Kur’an’ın ilk emrinin, “oku!” İle başlaması cahiliyeyi, cehaleti ortadan kaldırmayı amaçlamaktadır. Çünkü “ikra-oku” sadece okumakla yetinmek değil, öğrenmeyi, anlamayı, anlatmayı, bilgi edinmeyi ve hayata akıl ve bilgi ila bakmayı içermektedir. Bu da İslam’ın insana, evreni ve içindekilerini bilgi ve araştırmalarla keşfetmesini ve anlamasını emrettiğini göstermektedir.
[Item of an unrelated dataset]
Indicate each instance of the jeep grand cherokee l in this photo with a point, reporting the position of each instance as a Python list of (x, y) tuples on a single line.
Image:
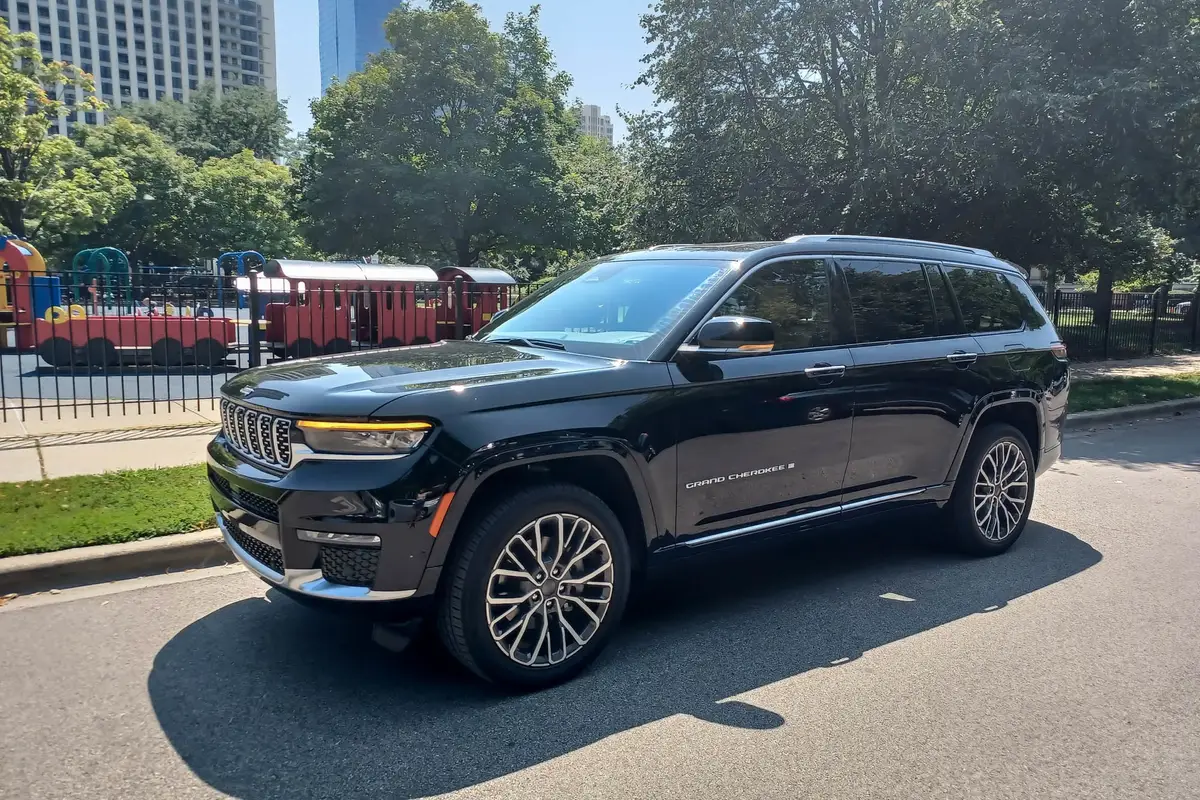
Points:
[(641, 407)]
Peygamber’in (s) arkadaşları da ‘Oku’ emrinin gereği olarak cahiliyeyi ve cehaleti terk edip bilgi ve hikmeti öğrenerek değiştiler ve Kur’an nuru ve Resul-ü Ekrem’in rehberliğinde çağı aydınlatmanın ve bilgi toplumu inşa etmenin peşine düştüler.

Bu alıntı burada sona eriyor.